SYNC: Episode Seven (2012)

I’m not particularly a fan of this episode. It seems all too stilted, underdeveloped, and somewhat not in “sync” (yeah sorry about that) with the other episodes. The singularity has spread – we get that – and the rogue virus agent Charlie shells are roaming, assumably terrorising or controlling the mainland while people scavenge for safety. But something is off putting, making the episode distant from the others, and appearing like a “filler” while the story is being finished.

The first quarter of the episode we are with Charlie (played by Tanner Thomason) and Yoshi (played by Krista Marie Yu) who are building trust with each other over why they should stick together, and Yoshi not leave or return to her original kidnappers. Yet the acting doesn’t cut it – yeah I’m going to be blunt. It seems forced, and unrehearsed. I know neither of these are true, but from watching both frontend and backend footage of the series, it looks like the line between character and actor is the same.

“What do you mean the line is the same“, I can hear you ask. Well there are numerous ways that an actor prepares themselves for a role, depending on the methodology they are taught, or learnt, but ultimately believe works. However the main objective is to have a character that is similar to the actor (not the same) who can feel undoubtably what the character feels. This is an emotion formed by the actor to fall in and out of. Notice there is a distinction between real life and acting – and that’s where I find this dialogue to fall.

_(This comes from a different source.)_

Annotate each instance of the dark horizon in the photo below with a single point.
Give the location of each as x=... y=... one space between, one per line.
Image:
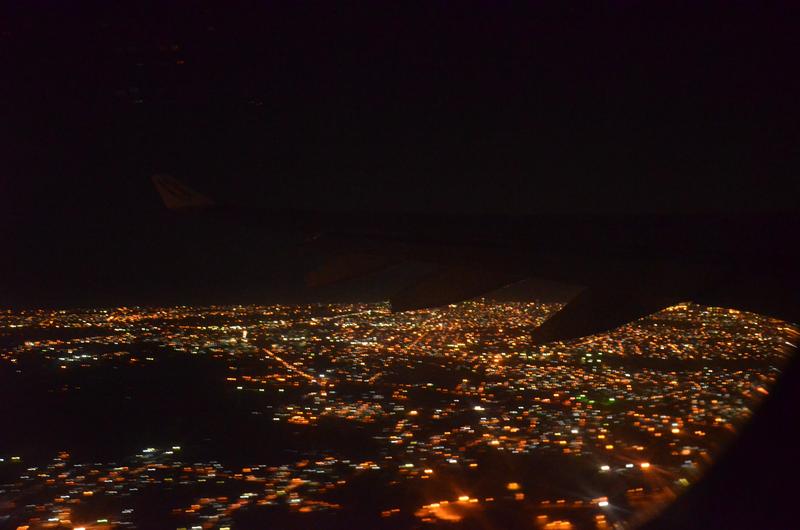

Charlie and Yoshi aren’t portraying their character as we know them. We have to assume from previous episodes that we are still within the 48 hour block Charlie said he would find Yoshi. In that time she was screaming, kidnapped, and seen more dead people than a normal sixteen year old would have seen. Somehow they are fine with this. Somewhere in the mainland Yoshi’s parent, and her bullies are probably questioning what is going on – especially if an American has entered it throws revives a cocktail of past views to mind. Surely the authorities would be looking for Charlie, even if the “thugs” were to go to the authority and say he had kidnapped a girl I’m lead to believe their motorcycle wouldn’t hold up all too well.

But returning to the acting, and delivery, the characters seem to just read and not feel. It becomes frustrating to watch when you know how they should be feeling, but they aren’t showing. It just feels like a high school video, made for assessment, where the actors are your friends with no experience. It’s just inconsistent.

Although, when we leave the scene and enter into the boxing ring, boy are we having an analytical field day! It is metaphor orgasms EVERYWHERE!

It reveals a lot of information, while keeping the action low. The tension is fair, but could be stronger. I found the bowing match to be boring, even though you know it’s meant to be a real life amplification of the verbal argument. It’s just too cliché, and stilted. It felt like watching paint dry, only to become exciting when a piece of fluff floating through the air dips close to the paint and then narrowly misses, almost ruining the work. Yes, that’s my link to the magnetic strip in the arm of Dr. John Wyatt (played by Jai Koutrae).

It’s moments like this that make you jump off you seat and scream, “YES! OH MY! YEAH!” You realise that there is something more to the story than War of the Worlds or 2001: A Space Odyssey perspective from the artificial intelligence. You realise that there’s potentially a fully functional cyborg and the capabilities humans could have. But then the fighting stops, and the excitement is over. The wind blows away that piece of fluff, and the paint is still boring.